In some embodiments, based on student's interaction selection, the processing device may modify, using the AI engine 140, the scenario for a subsequent turn to cause a reaction from the AI-enabled character to be transmitted to the computing device. In some embodiments, the processing device may generate, via the AI engine 140, one or more machine learning models 132 trained to modify the scenario for the subsequent turn to cause a reaction from the AI-enabled character to be transmitted to the computing device.
In some embodiments, assessing a user's understanding of one or more learning objectives associated with a training topic may include associating each user's interaction with the interactive environment being scored. For example, each user interaction may be associated with a score. The value of the score may represent a comparison among each interaction relative to each other as a better or a poorer user selection. For example, during a scenario, a phone of student's avatar may be stolen. The student selection of chasing a perpetrator running away with the phone may be scored lower than the student selection of reporting the phone stolen so that sensitive information can be remotely removed from the phone. In some embodiments, based on the user's score from completing a scenario, it can be determined if the user has attained a satisfactory understanding of one or more learning objectives associated with a training topic. This can be determined if the score is above a threshold amount.

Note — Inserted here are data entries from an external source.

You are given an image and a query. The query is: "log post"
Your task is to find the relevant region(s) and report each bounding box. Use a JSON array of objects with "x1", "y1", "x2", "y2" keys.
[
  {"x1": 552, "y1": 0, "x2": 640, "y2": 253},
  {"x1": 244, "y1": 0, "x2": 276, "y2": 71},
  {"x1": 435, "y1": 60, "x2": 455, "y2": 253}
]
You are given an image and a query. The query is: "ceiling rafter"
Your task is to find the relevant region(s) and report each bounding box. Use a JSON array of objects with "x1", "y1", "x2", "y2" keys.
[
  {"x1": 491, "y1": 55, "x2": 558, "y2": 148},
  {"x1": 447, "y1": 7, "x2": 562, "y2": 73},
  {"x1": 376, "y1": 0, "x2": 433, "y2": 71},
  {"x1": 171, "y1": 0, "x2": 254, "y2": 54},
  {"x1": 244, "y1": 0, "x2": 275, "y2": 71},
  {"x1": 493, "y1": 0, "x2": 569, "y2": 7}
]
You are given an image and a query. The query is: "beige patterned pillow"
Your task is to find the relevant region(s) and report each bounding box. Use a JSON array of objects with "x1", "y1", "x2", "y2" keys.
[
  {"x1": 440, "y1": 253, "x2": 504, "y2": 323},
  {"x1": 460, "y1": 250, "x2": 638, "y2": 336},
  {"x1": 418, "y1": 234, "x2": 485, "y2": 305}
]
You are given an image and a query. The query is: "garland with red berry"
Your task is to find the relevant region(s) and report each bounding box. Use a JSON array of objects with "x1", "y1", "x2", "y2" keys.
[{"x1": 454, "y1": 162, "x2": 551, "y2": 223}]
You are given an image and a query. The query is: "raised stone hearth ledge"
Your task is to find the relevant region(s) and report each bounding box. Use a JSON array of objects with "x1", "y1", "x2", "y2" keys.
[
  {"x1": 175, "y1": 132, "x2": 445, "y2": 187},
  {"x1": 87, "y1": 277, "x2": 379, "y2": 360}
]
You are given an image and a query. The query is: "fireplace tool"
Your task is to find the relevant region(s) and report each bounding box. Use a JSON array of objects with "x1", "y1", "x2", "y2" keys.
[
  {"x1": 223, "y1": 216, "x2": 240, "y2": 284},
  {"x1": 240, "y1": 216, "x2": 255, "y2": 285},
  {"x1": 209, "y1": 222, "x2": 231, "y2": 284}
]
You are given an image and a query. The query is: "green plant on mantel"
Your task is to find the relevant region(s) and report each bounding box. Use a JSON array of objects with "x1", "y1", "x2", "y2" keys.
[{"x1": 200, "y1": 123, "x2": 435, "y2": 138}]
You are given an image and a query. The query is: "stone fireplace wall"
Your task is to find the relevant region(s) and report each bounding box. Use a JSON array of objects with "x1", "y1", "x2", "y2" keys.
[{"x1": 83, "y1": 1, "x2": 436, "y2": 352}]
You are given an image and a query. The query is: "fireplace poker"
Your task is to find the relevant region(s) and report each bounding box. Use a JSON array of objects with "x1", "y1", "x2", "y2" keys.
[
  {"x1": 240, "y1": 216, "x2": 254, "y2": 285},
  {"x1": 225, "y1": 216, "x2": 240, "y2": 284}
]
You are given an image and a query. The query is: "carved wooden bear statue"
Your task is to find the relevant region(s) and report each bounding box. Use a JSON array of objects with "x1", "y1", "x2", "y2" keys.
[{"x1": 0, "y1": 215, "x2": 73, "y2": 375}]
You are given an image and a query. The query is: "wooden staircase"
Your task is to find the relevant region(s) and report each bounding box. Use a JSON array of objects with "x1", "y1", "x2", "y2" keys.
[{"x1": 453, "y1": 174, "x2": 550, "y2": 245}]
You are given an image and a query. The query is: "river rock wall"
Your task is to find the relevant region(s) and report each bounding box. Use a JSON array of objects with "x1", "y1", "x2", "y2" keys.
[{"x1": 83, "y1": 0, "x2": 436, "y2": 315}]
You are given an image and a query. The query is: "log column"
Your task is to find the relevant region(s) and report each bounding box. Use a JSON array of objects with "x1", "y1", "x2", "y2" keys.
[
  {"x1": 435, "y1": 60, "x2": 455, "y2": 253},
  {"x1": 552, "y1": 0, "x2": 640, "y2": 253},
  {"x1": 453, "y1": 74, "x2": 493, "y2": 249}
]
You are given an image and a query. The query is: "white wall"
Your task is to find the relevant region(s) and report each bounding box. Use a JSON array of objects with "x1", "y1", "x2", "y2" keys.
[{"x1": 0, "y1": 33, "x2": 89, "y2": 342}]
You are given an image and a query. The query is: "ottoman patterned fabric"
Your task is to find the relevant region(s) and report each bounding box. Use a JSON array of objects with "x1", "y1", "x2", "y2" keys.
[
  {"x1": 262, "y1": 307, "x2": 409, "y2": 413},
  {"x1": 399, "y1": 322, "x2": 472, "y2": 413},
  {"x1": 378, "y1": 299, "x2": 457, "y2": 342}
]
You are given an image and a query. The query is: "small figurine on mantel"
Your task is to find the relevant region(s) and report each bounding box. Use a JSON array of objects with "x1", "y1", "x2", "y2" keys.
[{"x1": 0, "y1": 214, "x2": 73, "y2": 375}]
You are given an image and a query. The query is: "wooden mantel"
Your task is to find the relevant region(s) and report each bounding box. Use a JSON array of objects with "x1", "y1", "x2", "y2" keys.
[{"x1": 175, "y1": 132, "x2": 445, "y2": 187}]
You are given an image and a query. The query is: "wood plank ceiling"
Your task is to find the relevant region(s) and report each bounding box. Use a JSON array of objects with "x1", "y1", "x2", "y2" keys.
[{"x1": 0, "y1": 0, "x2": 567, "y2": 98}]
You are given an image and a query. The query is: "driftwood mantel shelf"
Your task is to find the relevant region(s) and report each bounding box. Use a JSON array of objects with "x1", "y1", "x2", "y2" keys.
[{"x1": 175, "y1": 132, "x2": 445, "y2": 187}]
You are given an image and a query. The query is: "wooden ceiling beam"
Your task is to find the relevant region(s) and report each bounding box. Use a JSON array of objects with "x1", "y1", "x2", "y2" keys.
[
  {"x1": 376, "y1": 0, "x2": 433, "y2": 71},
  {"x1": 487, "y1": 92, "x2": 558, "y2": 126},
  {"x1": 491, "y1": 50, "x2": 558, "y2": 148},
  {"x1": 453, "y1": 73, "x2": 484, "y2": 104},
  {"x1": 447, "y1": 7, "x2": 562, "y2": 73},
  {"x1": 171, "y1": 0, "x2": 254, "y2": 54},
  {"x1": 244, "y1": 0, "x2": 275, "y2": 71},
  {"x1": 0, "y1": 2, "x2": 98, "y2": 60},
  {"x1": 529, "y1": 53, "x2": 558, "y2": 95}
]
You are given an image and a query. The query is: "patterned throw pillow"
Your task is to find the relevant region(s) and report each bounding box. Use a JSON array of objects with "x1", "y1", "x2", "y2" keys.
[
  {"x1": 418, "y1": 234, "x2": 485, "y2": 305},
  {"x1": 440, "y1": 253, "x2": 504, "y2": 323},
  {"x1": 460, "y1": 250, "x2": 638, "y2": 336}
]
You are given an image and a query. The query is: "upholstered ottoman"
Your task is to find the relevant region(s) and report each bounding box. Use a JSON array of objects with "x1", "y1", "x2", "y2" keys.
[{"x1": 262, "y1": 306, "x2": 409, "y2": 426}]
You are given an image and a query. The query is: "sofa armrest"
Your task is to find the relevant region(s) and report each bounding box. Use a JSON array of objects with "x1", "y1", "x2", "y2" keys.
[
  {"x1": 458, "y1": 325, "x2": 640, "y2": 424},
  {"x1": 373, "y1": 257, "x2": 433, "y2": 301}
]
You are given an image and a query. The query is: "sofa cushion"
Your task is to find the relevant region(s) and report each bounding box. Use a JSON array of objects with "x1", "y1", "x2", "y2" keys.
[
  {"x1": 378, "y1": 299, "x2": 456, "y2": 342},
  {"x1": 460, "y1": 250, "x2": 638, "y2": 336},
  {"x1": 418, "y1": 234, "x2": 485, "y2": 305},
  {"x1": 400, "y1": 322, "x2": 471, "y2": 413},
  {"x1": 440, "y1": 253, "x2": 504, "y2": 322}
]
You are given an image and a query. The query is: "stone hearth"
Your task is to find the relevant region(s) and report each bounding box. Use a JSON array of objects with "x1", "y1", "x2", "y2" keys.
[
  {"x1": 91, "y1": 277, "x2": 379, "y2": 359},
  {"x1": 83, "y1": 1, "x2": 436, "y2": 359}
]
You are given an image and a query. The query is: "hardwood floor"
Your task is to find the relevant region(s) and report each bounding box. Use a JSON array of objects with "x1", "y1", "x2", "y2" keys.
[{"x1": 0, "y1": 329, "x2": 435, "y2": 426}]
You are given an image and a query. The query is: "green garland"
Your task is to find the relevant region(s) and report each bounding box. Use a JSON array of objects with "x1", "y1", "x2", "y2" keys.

In some embodiments, a computing device of an instructor may be provided a user interface to display, where the user interface presents the one or more learning objectives associated with a training topic and corresponding scores indicating a proficiency of understanding of a student. In some embodiments, in response to determining that a student has not attained a satisfactory understanding of the one or more learning objectives associated with the selection of training topics, a second user interface is provided to a first computing device, where the user interface enables the instructor to adapt the interactive experience to further-assess the understanding by the student of the one or more learning objectives associated with a training topic. Still yet, in some embodiments, in response to determining that the student has not attained the satisfactory understanding of the one or more learning objectives associated with a training topic, a user interface is provided to display on a computing device. According to some embodiments, the user interface can indicate interactions of the student with the virtual 3D environment (and/or the one or more AI-enabled characters) that exhibited that the student has not attained the satisfactory understanding, as well as alternative interactions that the student could have had with the virtual 3D environment (and/or the one or more AI-enabled characters) that would have better indicated the understanding of the one or more learning objectives associated with the training topic.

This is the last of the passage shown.